Importantly, the coating can be used to embed probes for a broad range of biomarkers, including proteins, antibodies, metabolites, hormones, and RNA molecules that can be simultaneously detected in multiplexed electrode arrangements. “Upon chemically detecting a target biomarker, eRapid sensors produce electrical signals within minutes that correlate in strength with the levels of the bound biomarkers, much like a commercial glucometer used by diabetic patients does today, but with multiplexing capability,” said Timilsina. “This opens up a vast diagnostic space, given that many multifactorial diseases and disorders require simultaneous measurement of multiple biomarkers with high sensitivity and specificity in order to accurately diagnose, stratify, and monitor patients.”
“We showed in our extensive de-risking process at the Wyss Institute that the eRapid platform can address diverse live-threatening diseases and conditions with multiplexed biomarker measurements for which no accurate diagnosis existed before,” said Jolly. “This is one of the most promising forays of an electrochemical sensing technology into commercial stages with the prospect to fill important diagnostic gaps in critical areas with unmet needs,” Jolly also is the technology lead of the Wyss Diagnostic Accelerator (Wyss DxA) led by Wyss Core Faculty member David Walt, Ph.D. and Wyss Principal Scientist Rushdy Ahmad, Ph.D., an Institute initiative that enables the fast creation and validation of diagnostic technologies to solve pressing clinical problems through deep collaboration with clinicians and industry partners.

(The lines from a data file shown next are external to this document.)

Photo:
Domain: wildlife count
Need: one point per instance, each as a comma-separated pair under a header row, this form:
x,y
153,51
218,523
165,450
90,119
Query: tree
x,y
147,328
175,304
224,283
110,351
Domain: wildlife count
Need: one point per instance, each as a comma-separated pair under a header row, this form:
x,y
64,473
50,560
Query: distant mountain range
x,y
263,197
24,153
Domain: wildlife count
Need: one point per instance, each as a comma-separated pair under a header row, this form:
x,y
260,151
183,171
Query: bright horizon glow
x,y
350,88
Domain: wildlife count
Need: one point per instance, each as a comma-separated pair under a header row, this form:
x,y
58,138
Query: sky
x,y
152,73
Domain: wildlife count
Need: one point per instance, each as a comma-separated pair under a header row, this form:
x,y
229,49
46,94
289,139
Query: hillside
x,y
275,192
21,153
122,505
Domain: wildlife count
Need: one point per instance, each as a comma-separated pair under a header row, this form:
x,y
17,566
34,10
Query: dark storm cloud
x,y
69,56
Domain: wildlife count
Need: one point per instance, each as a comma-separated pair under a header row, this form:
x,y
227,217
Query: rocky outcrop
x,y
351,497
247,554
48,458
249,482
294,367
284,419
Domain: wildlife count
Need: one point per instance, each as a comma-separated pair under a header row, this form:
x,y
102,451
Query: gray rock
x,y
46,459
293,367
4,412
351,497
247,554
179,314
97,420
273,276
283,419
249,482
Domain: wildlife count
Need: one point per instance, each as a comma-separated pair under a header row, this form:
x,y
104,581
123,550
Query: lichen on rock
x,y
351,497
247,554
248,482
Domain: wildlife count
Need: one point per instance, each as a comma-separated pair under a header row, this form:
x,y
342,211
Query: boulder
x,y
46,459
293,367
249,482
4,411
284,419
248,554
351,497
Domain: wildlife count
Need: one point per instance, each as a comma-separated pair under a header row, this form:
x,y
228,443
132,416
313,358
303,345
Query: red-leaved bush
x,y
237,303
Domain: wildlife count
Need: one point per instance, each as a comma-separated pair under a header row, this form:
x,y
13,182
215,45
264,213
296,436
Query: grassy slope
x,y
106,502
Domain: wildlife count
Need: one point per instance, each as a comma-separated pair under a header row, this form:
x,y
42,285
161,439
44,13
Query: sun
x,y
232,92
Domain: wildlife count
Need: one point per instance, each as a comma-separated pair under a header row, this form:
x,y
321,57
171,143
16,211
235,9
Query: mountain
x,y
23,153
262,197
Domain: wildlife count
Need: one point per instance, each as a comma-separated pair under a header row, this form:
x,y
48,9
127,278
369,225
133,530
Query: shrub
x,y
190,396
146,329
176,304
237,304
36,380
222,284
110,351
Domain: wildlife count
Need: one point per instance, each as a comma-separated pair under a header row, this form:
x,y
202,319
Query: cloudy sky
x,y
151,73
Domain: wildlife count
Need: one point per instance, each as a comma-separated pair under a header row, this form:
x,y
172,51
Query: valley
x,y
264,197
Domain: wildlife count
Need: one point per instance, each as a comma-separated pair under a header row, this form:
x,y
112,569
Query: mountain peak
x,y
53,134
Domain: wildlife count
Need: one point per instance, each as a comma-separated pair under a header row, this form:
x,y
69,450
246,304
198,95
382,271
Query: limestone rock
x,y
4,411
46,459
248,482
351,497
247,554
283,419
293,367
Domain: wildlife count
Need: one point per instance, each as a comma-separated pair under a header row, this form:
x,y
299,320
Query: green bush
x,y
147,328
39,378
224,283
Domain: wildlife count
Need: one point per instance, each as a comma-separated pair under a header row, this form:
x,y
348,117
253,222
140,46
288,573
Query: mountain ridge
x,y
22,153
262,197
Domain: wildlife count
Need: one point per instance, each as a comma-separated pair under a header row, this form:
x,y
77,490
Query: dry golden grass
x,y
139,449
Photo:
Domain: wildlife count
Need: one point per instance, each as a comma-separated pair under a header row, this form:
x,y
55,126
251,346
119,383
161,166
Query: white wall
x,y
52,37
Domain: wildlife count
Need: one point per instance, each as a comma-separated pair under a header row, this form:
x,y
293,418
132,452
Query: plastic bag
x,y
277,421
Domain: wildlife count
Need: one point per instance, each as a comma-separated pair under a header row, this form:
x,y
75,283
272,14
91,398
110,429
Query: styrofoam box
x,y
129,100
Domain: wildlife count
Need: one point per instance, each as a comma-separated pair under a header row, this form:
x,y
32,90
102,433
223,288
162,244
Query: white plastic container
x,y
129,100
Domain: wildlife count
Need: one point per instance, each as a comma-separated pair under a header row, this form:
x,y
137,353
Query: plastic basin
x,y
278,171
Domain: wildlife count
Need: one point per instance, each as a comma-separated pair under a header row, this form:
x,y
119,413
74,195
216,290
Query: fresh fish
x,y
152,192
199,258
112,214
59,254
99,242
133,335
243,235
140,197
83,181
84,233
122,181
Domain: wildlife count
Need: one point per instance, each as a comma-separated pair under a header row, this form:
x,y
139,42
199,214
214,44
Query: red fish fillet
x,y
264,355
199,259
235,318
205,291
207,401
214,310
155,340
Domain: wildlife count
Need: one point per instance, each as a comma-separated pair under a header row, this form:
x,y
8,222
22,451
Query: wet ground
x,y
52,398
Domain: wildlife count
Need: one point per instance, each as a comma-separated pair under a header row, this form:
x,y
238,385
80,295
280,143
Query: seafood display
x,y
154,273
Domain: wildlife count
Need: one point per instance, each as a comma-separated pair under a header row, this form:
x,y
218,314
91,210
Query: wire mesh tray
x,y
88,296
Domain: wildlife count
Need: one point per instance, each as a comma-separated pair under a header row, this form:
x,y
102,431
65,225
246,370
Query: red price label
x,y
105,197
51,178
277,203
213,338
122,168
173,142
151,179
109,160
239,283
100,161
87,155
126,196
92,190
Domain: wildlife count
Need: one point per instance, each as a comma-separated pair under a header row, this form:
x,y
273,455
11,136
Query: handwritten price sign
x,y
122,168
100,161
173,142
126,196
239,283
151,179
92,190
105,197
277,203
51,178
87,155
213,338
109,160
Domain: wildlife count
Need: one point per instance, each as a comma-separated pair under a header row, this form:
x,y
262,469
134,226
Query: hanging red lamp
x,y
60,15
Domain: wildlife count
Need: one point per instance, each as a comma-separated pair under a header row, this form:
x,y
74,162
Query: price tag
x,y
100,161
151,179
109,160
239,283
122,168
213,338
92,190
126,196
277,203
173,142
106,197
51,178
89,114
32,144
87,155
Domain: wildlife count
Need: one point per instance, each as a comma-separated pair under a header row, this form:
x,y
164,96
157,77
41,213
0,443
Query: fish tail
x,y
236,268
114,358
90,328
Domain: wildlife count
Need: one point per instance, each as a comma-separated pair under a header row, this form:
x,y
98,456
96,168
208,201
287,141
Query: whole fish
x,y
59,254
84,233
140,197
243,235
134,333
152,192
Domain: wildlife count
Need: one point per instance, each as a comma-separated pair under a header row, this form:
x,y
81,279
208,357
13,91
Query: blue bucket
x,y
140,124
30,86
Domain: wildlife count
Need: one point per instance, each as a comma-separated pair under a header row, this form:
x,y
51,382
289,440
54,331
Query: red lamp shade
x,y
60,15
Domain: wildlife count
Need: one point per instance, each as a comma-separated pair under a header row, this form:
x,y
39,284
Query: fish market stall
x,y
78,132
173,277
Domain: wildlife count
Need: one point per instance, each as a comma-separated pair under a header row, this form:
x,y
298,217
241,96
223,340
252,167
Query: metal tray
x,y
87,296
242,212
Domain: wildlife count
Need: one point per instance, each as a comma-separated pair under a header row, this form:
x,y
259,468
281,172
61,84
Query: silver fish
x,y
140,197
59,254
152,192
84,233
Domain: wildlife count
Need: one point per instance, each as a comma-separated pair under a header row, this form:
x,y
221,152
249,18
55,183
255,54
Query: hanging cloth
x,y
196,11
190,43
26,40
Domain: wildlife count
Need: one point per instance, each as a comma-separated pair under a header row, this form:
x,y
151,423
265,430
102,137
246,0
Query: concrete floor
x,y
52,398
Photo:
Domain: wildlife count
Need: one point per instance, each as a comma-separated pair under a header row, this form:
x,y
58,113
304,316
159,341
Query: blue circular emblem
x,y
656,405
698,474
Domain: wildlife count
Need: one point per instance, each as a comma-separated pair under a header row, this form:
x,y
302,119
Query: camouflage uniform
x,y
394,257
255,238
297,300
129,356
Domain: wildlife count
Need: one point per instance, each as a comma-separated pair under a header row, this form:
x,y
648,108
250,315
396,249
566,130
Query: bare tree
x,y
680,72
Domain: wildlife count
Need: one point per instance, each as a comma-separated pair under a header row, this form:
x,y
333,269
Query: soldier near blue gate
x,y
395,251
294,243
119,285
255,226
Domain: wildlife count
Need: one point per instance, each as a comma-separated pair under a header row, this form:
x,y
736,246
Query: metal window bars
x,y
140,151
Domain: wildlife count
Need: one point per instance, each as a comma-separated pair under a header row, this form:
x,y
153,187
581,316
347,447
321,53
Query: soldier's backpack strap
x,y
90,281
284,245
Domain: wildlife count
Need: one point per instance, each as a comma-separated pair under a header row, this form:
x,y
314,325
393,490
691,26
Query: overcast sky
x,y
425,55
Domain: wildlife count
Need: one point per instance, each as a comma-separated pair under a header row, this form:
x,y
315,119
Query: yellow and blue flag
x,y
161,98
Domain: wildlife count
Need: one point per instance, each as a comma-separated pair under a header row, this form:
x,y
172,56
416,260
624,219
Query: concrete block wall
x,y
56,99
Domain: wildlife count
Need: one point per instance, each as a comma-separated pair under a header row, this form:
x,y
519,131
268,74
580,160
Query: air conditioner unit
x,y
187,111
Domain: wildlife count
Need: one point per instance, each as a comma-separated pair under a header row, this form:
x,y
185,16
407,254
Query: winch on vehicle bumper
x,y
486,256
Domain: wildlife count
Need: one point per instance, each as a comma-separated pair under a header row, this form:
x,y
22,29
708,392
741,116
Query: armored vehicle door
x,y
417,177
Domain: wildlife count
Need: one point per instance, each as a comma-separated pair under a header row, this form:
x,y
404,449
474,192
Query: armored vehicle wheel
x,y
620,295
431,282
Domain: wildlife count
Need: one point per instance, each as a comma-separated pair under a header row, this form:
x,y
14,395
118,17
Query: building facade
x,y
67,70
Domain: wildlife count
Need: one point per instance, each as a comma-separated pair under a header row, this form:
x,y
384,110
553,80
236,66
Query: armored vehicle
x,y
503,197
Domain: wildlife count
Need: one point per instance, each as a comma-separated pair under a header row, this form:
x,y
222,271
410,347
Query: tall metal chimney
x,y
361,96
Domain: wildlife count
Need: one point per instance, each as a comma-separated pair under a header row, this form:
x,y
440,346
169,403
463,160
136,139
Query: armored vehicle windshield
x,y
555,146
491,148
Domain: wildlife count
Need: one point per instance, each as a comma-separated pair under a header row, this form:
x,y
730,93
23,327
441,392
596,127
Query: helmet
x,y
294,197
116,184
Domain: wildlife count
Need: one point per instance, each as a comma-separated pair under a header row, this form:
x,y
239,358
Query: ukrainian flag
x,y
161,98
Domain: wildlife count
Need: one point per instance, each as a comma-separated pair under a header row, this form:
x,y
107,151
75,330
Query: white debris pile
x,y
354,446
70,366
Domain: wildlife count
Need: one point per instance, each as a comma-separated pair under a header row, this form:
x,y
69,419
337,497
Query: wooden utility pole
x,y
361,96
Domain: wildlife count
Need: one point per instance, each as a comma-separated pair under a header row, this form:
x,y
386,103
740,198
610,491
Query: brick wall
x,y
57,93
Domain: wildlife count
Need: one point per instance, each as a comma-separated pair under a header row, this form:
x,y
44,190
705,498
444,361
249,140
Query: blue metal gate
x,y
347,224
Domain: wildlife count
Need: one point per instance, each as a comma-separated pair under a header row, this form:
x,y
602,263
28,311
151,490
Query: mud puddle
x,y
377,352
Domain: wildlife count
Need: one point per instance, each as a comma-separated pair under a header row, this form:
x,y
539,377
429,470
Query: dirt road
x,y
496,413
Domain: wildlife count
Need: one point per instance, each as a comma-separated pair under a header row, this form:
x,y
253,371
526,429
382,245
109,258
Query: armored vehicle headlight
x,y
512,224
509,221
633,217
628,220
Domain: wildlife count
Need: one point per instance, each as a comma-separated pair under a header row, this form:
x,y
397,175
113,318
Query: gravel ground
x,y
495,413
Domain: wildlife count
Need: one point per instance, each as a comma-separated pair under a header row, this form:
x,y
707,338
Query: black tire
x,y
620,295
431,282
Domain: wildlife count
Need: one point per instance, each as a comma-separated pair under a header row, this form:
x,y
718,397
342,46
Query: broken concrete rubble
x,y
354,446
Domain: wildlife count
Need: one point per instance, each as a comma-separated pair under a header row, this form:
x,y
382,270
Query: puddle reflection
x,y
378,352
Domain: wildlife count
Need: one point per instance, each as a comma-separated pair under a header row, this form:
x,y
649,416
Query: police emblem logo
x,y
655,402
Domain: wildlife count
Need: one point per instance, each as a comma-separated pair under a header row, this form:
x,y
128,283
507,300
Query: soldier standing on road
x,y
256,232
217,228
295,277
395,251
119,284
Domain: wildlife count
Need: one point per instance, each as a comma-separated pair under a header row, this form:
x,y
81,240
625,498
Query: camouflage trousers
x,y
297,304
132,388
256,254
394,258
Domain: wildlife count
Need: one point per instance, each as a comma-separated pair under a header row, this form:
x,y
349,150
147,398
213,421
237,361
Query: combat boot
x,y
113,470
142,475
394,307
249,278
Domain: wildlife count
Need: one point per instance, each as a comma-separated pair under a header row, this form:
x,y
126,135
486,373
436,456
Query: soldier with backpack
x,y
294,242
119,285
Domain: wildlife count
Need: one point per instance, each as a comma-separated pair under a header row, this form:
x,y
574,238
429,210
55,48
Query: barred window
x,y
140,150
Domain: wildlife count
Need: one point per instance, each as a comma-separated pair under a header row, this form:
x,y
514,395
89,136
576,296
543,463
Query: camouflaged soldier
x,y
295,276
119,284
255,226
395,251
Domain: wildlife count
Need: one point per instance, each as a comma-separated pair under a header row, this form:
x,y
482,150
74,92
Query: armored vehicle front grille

The early development stages of the eRapid technology were funded by a Defense Advanced Research Projects Agency (DARPA) grant awarded to Ingber that focused on building a human body on-a-chip, as well as the KeepSmilin4Abbie Foundation as part of Project Abbie. After the initial eRapid-enabling discoveries, the team advanced the technology through Wyss Institute-funded Validation and Institute Projects, reserved for technical and commercial de-risking of Institute technologies with high translational potential. In 2021, as part of Boston’s biotech ecosystem, the team obtained additional funding from MassVentures after being selected as the winner of its MALSI+ competition, which “is the Commonwealth of Massachusetts’ flagship event connecting scientific innovators, entrepreneurs, business leaders, and investors to celebrate the many ways Massachusetts leads the nation in bringing translational science to the market.”